Samsung have released an “S-pen” based on wacom tech along with their “Note” products, you may want to take a look at it since it seems to perform quite well : http://androidandme.com/2012/03/games/draw-something-shootout-galax… . Still a lot of lag though, they have to work out driver issues or put better processors in these things I guess. If you are ready to deal with the imprecision issues of capacitive touch screens, the “Jot Pro” presented here might be a good second choice.
But you already point out the big issue : device integration. Even when styluses don’t outright require explicit app support, neither iOS nor Android do properly support stylus input at the core, and it shows.

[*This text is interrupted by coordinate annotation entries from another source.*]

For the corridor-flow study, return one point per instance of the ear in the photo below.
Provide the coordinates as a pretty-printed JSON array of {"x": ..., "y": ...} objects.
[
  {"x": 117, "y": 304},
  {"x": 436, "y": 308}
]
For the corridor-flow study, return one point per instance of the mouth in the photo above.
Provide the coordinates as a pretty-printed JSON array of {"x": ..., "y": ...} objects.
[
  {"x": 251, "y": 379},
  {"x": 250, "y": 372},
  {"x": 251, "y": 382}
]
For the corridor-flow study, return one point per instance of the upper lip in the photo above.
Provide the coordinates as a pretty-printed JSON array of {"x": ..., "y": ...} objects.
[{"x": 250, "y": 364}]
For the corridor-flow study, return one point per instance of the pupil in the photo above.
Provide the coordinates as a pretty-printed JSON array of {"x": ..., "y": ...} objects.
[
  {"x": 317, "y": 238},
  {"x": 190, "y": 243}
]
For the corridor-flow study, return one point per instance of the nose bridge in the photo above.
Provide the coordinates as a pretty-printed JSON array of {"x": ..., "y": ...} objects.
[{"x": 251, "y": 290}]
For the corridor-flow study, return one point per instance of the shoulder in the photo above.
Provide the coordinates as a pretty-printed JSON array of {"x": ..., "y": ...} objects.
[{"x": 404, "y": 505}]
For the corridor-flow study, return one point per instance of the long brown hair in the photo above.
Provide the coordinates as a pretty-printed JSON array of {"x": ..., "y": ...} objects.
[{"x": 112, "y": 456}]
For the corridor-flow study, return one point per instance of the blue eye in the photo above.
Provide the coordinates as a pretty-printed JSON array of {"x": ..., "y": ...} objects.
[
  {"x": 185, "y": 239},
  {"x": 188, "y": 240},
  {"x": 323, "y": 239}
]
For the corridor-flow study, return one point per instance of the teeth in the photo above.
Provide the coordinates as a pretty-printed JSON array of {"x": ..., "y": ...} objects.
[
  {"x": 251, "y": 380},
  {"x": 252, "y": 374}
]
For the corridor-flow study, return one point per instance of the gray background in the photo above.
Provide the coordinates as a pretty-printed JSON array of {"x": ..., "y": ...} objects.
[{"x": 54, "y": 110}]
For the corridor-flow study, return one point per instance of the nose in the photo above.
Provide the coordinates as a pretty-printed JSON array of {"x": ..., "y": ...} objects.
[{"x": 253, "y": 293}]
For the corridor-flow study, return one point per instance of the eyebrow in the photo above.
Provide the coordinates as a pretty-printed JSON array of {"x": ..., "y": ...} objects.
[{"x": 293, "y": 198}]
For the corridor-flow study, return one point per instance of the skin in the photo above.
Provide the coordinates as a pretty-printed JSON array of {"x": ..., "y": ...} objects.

Take calibration, as an example. For finger input, it is unnecessary, because fingers are so imprecise already that it doesn’t matter. For pen input on a “pure” pen tablet like the Wacom Bamboo, it is still unnecessary, because the stylus detector is located immediately below the stylus. But as soon as you put an LCD screen between the sensitive element and the pen, you will have some visible visual mismatch between where you put your pen and where you draw. An OS which properly supports pen input can correct that, but a “pure” touchscreen OS won’t.
EDIT : I’m currently checking out the newest Note stuff from samsung, to see if they have worked out the lag issue. http://www.engadget.com/2012/03/22/samsung-galaxy-note-10-1-preview…
EDIT 2 : Seems to. Might be an interesting product to look at for you…
Edited 2012-03-24 09:32 UTC
EDIT 3 : Nope, still quite laggy on second look :/
Why don’t they just put some light sensing pixels in the display and off-load processing to GPU is beyond my understanding.
I guess we will have to wait for Apple (oh, wait, Jobs is gone) before someone notices that people want to write on tablets and that there is a performance threshold, which separates cr*p experience from “just like paper” one.
What do you mean by light sensing pixels ? A reflective stylus and photodetectors on the screen ?
Yes, photodetector, which is just a diode and they are (or were) used in LCD panels. Just no-one has yet put the whole thing together to make a product.
As for the stylus – it could be reflective but likely it would work better with a small wide angle infrared diode. Not a big deal either way.
Capacitive sensors could be improved too. We could have them operate in two modes: “finger” – groups of pixels driven at low frequency -> low resolution, low power consumption, “writing” – single pixels driven at high frequency -> high resolution and temporarily higher power consumption.
My point is that there are many solutions one could come up with if he/she tried. The missing bit is vision and recognition that user experience doesn’t scale linearly with specs. Jobs was really good at both.
The inverse principle once existed : The “light pen” on old CRT displays. A photodiode synchronised with the CRT spot.
On a LCD display, I could imagine that each pixels transmits its position with minimal variations of colour and/or luminosity (for example red variation for columns, green for lines, or any other combined encoding), scrambled (randomised) for smoothing with pixels neareby. A photodiode could sense the bitstream and deduce the position, without needing any calibration. A small camera could even, sensing several pixels (a bit like the sensor in optical mice), sense the pen inclination and/or distance.
(Obviously, an appropriate encoding should be devised for trivial generation of the positioning overlay by a GPU)
[Hey, don’t patent that, It’s my idea ! ]
The Wacom Bamboo – depends on the model. Mine does both pen input and touch input. When I got mine, admittedly a couple of years ago, they did Pen, Touch and Pen & Touch versions. The touch is capacitive and will detect multiple touches and the pen is the traditional pen input. You can toggle touch ob and off and with the driver installed, it’s a lot like a laptop touch pad (MacBook due to multitouch) or similar.